Etiology. CNV is an uncommon cause of visual loss in patients who are younger than 50 years of age. In one study of 363 patients younger than 50, the etiology of CNV was high myopia in 62 percent; presumed ocular histoplasmosis syndrome in 12 percent; angioid streaks in 5 percent; and miscellaneous hereditary, traumatic, or inflammatory disorders in 4 percent.1 CNV could not be related to any known etiology in 17 percent of the patients and was considered to be idiopathic.
Treatment. A number of treatments have been attempted in patients with idiopathic CNV, including intravitreal and sub-Tenon’s steroid injections, transpupillary thermotherapy, surgical removal, and photodynamic therapy with verteporfin. These have produced varying rates of success.

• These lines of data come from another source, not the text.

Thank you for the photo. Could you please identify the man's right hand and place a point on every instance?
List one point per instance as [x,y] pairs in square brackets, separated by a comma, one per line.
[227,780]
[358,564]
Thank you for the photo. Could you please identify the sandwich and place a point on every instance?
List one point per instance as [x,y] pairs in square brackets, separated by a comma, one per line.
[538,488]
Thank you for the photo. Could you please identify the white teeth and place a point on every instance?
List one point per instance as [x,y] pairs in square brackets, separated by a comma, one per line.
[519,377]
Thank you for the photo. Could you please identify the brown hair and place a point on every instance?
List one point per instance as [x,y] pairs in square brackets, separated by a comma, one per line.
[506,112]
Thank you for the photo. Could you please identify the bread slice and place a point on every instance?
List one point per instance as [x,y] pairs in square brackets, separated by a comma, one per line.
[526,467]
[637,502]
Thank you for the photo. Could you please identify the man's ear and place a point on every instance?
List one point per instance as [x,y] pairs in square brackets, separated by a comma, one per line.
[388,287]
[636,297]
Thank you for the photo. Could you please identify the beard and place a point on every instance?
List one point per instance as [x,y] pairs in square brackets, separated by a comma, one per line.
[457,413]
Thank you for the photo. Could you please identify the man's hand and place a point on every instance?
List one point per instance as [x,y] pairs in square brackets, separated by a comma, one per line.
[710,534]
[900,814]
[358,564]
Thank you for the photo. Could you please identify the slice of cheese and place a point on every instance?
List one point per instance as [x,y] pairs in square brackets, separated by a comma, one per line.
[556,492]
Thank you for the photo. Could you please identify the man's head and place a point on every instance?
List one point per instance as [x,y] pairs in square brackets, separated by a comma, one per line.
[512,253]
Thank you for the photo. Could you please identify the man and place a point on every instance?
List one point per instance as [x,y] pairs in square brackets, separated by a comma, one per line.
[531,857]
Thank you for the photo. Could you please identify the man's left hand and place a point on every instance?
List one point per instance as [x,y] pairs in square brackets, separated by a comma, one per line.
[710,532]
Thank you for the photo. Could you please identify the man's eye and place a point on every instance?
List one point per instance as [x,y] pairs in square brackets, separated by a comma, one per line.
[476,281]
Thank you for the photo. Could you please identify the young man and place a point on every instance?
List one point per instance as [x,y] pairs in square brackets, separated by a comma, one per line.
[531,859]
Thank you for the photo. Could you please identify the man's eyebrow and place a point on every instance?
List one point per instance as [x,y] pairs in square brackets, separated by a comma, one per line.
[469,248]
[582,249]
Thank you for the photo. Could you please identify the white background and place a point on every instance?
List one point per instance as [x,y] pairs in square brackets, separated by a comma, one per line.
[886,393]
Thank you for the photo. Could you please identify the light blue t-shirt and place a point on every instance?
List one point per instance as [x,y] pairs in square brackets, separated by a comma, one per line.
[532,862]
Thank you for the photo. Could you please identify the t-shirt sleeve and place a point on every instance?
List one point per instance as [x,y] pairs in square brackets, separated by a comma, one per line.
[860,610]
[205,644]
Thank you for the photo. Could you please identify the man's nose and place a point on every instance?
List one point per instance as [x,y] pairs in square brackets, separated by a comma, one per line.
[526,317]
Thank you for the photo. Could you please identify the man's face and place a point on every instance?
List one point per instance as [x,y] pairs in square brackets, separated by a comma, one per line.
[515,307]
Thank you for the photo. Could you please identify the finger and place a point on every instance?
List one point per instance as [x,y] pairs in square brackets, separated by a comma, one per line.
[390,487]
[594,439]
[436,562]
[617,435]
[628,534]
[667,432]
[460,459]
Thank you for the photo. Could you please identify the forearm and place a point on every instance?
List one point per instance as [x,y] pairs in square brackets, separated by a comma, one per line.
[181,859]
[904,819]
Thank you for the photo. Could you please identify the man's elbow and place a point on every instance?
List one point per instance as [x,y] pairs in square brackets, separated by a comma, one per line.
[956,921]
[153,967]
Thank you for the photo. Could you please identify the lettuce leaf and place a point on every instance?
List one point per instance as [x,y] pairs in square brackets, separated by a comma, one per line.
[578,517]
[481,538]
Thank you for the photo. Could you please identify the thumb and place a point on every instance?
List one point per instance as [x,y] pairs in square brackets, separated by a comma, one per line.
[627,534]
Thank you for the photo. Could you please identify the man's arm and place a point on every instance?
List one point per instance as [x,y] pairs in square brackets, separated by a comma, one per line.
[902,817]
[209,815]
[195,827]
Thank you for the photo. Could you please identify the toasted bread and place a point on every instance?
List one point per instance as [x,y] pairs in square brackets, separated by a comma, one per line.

Recently, intravitreal anti-VEGF treatments have proved effective in patients with CNV of various etiologies, including idiopathic CNV. For instance, Inoue et al.2 reported one-year follow-up of intravitreal bevacizumab in seven patients with idiopathic CNV. In this study, treatment was effective in stabilizing or improving vision.
AFTER TREATMENT. (5) After the third injection of bevacizumab, the fundus photo demonstrates a significant decrease in the size of the lesion. (6) In addition, the early phase of FA (at one minute) shows a decrease in the size of hyperfluorescence in the macula. (7) The late phase (at eight minutes) shows decreased leakage. (8) Moreover, a decrease in the size of the pigment epithelium elevation with improvement in the foveal contour is evident on OCT.
This case demonstrates the continuing importance of FA in today’s era of OCT imaging as well as the potential benefits of off-label use of selected medications if treatment is provided in a timely and reasonable manner with informed patient consent.
* Patient’s name is fictitious.
1 Cohen SY et al. Ophthalmology. 1996;103(8):1241-1244.
2 Inoue M et al. Retina. 2010;30(5):733-738.
Dr. Penniecook-Sawyers is a vitreoretinal fellow, and Dr. Adyanthaya is an attending retina specialist; both are at Valley Retina Institute in McAllen, Texas. They report no related financial interests.